Frequently Asked Questions
What language do KUKA robots use?
KUKA robots are programmed in KRL (KUKA Robot Language), a Pascal-derived structured programming language. Programs consist of .src (logic) and .dat (position data) file pairs. KRL is used across all current KUKA robot models on KRC4 and KRC5 controllers.
Is KUKA robot programming hard?
KRL is one of the more readable robot languages. If you have any background in Pascal, Delphi, or IEC 61131-3 structured text, the syntax will feel familiar. The motion concepts (coordinate frames, approach/retract patterns, velocity and approximation settings) take more time to internalize than the language syntax itself.
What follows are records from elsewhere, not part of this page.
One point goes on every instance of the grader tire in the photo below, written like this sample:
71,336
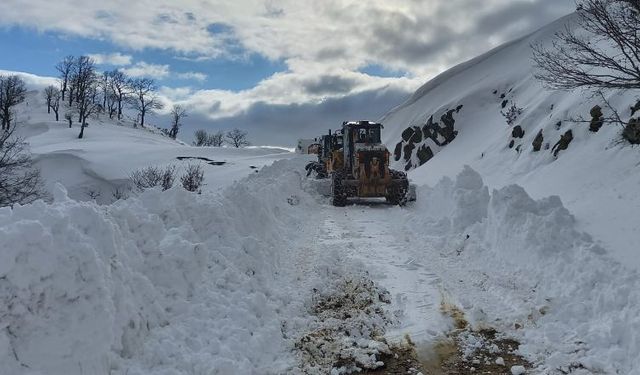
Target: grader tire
338,190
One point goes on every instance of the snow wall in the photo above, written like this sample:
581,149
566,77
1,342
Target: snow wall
530,273
82,286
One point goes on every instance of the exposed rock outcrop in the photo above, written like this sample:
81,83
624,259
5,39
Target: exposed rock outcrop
537,142
563,143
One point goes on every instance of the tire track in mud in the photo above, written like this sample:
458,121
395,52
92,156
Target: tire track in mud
396,302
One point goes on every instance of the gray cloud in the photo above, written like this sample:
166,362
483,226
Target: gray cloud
282,125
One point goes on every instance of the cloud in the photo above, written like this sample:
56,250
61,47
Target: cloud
143,69
419,37
283,124
33,81
192,76
324,44
114,59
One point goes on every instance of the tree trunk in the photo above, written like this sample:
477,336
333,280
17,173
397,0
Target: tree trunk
81,131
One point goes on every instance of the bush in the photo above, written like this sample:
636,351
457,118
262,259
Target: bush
193,178
150,177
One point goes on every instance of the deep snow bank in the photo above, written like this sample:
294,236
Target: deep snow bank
167,282
596,177
520,265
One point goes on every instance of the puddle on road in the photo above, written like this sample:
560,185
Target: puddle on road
465,351
202,158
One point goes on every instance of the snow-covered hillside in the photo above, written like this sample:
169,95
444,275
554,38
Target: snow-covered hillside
264,276
596,177
102,161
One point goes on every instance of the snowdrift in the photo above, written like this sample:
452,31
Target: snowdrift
522,266
89,289
456,119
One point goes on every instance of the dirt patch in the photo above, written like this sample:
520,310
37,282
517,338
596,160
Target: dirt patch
202,158
468,351
402,360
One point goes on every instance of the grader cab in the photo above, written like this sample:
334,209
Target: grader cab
361,167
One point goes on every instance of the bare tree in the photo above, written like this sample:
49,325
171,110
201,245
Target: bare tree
215,139
105,88
144,100
607,56
69,117
65,67
177,114
20,182
150,177
237,138
121,89
12,92
86,90
193,178
54,101
201,137
48,95
87,107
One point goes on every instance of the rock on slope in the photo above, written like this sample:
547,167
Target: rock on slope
457,119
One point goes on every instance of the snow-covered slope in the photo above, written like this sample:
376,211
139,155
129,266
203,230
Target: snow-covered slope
596,177
102,161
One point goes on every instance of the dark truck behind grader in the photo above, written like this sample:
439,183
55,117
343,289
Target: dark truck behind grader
358,163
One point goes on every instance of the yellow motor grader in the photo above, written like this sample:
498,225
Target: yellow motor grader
360,168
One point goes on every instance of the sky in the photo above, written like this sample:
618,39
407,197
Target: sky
268,65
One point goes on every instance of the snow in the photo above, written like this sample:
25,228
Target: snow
164,282
525,261
235,279
596,177
102,161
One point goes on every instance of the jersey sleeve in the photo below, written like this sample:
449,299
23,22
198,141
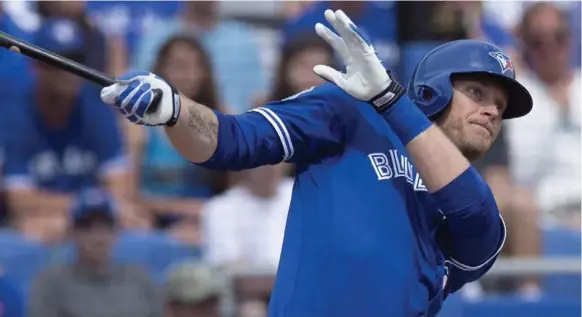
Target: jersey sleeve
305,127
460,273
17,157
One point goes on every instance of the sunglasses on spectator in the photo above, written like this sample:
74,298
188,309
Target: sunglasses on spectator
539,40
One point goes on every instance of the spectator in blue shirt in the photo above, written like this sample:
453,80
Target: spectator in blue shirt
95,45
11,303
22,25
170,186
60,138
235,53
376,18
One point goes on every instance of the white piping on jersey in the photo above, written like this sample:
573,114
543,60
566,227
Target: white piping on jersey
465,267
281,130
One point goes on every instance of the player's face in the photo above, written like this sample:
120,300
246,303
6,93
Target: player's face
300,69
473,119
183,69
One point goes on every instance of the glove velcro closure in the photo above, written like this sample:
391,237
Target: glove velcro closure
177,105
388,97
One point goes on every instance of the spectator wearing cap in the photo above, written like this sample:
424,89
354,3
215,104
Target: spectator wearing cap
545,146
11,303
60,138
92,286
194,290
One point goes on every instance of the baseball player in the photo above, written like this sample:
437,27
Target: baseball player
387,215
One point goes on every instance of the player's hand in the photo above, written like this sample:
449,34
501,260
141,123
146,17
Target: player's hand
365,78
144,99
Most engineers can write a functional first program within one to two days of hands-on time.
What is the smartPAD?
The smartPAD is KUKA's teach pendant — the handheld device used to jog the robot, teach positions into programs, edit KRL code, and control robot execution in manual mode. It connects to the KRC controller via a hot-plug cable and features a touchscreen, a 6D jogging mouse, mode selector key, and three-position enabling switch (deadman switch) for safe manual operation.
What is the difference between PTP and LIN in KRL?
PTP (Point-to-Point) moves all robot axes simultaneously in joint space. The TCP path is curved and unpredictable in Cartesian terms, but PTP is the fastest motion type and is ideal for large repositioning moves. LIN (Linear) moves the TCP in a geometrically straight Cartesian line at a defined TCP speed. LIN is required wherever the robot must follow a precise path — welding seams, adhesive dispensing, part insertions, or any move near obstacles. Always use LIN for approach and retract moves; use PTP for transits between work areas.